Anyway with all of the books we have been buying lately I want to recommend a couple of jewels that have blessed me in one way or another.
I didn't buy this book at the book sale, but I did read every word of it. Yes, I am proud to say I read all 976 pages. Granted I started in December of 2006 and just finished this week, but nonetheless I read it all. What is more is I thoroughly enjoyed it. It starts in 1580 and finishes in in the late nineties. I heartily recommend it to anyone who loves history or America or both. You do not have to be a hard core history buff, however, to enjoy it. It reads more like a story book than a text book. I think that is how I managed to finish it!
I haven't read this book in its entirety yet and I don't always agree with everything Miss Manners has to say, so this is not a full on recommendation. I am just saying so far I have really enjoyed this book. One thing I like about Miss Manners is that she makes me want to live a fine and beautiful life. That is not the same thing as an expensive life. She inspires me to thoughtful, considerate, tasteful living, which I think is a good thing. I purchased her Guide To Excruciatingly Correct Behavior at the book sale two years ago and found it delightfully entertaining. When I saw her child rearing book at the sale this year I had to get it! So far I like it even better than the first one. Not only is it entertaining, it also seems to contain actual wisdom and insight that I think we will help me as a mother. Consider what she says here:
Miss Manners' dear mother, a teacher, often heard the parental lamentation of "But we give him everything" from those whose children confided in their teacher, separately, how much they cheerfully hated their parents. The parental complaint was followed by a list itemizing valuable goods given.

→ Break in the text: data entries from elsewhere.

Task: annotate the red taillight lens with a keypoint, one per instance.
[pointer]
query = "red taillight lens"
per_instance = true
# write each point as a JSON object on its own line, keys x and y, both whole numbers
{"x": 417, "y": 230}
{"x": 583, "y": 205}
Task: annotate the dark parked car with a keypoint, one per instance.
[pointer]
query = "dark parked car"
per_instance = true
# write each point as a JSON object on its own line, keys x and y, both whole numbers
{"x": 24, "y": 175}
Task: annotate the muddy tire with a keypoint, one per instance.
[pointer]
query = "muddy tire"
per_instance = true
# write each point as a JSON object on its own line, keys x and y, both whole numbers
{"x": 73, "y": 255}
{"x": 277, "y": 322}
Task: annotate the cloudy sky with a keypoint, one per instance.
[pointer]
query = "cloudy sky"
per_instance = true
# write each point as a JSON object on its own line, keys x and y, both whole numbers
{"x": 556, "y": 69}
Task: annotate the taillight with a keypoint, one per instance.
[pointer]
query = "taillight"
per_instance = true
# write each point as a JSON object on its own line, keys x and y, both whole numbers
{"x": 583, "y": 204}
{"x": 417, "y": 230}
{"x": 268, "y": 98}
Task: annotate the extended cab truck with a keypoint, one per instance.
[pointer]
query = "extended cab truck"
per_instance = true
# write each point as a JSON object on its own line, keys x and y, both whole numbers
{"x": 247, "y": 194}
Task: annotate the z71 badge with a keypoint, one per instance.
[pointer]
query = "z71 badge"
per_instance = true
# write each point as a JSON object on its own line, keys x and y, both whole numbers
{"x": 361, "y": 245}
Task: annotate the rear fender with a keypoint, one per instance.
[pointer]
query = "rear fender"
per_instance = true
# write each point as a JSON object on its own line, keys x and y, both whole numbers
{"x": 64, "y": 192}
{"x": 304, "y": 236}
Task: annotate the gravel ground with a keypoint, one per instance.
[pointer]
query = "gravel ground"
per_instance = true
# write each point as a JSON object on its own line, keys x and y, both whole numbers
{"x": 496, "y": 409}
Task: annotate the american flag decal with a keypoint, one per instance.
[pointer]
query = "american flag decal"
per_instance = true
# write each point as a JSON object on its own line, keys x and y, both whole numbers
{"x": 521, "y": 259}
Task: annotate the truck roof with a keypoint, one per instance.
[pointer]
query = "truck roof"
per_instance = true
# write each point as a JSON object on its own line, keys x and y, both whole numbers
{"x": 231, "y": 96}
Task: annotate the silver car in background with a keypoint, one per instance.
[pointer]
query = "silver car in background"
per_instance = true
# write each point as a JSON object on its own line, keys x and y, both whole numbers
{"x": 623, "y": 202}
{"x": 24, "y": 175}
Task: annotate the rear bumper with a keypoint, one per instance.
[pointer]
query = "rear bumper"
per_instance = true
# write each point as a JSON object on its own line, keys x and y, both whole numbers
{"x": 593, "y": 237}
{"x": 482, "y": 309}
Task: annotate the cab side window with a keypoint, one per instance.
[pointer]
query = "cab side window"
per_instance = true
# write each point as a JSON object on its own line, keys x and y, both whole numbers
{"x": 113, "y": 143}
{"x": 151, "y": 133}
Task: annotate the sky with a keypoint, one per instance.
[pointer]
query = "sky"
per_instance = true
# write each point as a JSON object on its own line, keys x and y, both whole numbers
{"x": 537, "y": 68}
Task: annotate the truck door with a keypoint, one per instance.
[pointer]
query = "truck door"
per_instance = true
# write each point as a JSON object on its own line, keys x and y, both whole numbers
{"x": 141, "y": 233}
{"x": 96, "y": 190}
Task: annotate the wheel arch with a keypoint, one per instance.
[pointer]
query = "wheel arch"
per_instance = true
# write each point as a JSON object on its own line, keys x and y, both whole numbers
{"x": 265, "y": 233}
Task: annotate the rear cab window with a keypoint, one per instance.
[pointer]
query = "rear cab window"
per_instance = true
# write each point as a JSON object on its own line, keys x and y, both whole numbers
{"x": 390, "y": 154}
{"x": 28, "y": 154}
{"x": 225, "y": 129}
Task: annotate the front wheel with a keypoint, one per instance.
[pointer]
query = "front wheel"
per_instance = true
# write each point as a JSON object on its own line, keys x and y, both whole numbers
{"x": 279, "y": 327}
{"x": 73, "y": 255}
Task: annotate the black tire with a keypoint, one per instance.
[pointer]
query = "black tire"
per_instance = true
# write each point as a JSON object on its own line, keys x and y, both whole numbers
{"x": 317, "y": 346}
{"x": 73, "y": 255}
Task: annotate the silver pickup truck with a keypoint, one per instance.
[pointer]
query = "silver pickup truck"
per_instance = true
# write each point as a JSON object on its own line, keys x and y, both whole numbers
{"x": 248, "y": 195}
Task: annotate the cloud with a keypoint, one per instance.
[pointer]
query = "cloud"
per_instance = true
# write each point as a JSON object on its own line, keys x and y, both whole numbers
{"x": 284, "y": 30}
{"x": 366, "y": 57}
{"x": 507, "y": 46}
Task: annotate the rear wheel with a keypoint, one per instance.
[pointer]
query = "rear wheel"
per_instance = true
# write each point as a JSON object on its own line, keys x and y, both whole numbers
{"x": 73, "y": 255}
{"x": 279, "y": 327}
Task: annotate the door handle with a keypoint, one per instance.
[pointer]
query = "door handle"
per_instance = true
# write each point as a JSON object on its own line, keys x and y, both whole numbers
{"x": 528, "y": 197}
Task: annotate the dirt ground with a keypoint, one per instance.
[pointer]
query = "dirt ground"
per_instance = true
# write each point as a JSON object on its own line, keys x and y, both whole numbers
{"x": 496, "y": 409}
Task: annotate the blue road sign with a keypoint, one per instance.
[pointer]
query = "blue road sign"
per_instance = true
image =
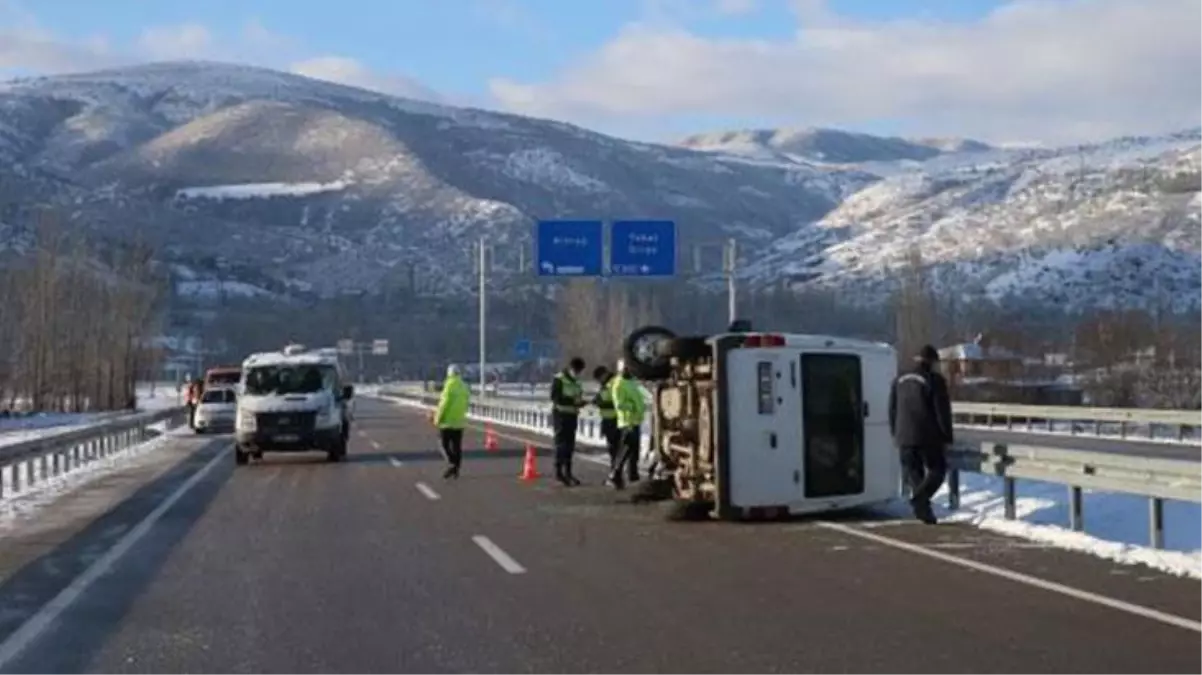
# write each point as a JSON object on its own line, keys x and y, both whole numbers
{"x": 522, "y": 348}
{"x": 570, "y": 248}
{"x": 642, "y": 248}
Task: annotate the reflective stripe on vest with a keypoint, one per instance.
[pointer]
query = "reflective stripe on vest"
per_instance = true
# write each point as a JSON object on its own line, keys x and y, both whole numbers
{"x": 605, "y": 404}
{"x": 570, "y": 389}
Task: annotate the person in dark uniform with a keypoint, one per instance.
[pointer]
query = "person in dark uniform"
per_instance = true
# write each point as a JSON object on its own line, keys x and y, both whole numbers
{"x": 921, "y": 423}
{"x": 566, "y": 400}
{"x": 604, "y": 401}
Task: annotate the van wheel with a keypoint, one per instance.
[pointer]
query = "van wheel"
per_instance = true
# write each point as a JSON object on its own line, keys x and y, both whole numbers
{"x": 685, "y": 348}
{"x": 338, "y": 453}
{"x": 642, "y": 350}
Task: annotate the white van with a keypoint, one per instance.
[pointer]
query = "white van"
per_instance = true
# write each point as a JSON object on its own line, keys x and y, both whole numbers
{"x": 290, "y": 401}
{"x": 215, "y": 411}
{"x": 750, "y": 424}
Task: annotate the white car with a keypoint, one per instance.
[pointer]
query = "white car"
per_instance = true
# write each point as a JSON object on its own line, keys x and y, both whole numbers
{"x": 216, "y": 411}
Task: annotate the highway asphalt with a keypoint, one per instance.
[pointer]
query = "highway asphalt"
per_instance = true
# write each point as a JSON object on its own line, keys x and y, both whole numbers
{"x": 378, "y": 566}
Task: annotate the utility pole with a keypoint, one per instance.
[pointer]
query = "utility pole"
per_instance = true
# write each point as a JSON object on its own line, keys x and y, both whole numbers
{"x": 483, "y": 311}
{"x": 731, "y": 251}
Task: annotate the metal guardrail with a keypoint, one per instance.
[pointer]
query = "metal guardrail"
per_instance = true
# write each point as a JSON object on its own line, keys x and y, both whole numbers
{"x": 1161, "y": 425}
{"x": 53, "y": 455}
{"x": 1158, "y": 479}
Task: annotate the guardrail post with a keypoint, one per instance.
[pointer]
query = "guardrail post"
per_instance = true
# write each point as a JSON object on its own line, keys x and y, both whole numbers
{"x": 1007, "y": 491}
{"x": 1076, "y": 509}
{"x": 1156, "y": 521}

"I could never find a correlation between the parents' generosity and the child's feeling about them," noted Miss Manners' mother. "Then I began to notice a connection between the child's feelings and the parents' facial expressions when they came to pick him up at school, or even when they just talked about him. The parent who beamed at the child had a loving child, and the one who didn't, didn't. After that, it didn't seem to matter what else the parents did or didn't do."
Miss Manners is happy to present such unmaterialistic news, although she does not deny that many people's fondest childhood memories have to do with toys or other presents. Yet the parent who gives whatever is asked, when it is asked, seems to get no return except increased expectation. The generally sensible parent, who restricts giving to fixed occasions and choice of presents to items that are educational, useful, or apt to be of lasting, rather than fleeting enjoyment, will give enormous pleasure by a rare wild deviation from this policy.
I don't know about you, but I feel wiser for the reading of that.
I read this book when I was engaged and I thought it would really help me as a new wife. I am sure it did, though not nearly as much as it is helping me now on my second reading of it. By helping I really mean giving me a much needed kick to the behind. It was one thing to read it with stars in my eyes and my wedding day and honeymoon ahead of me. It is quite another reading it again with those things, as well as three and half years of marriage and one and two thirds children, already under by belt. True, it is not the inspired word of God, but it does seem to be pretty adept at cutting through to the true thoughts and intents of my heart. Very convicting, but very, very inspring and instructive. I ardently recommend to any woman who has a husband.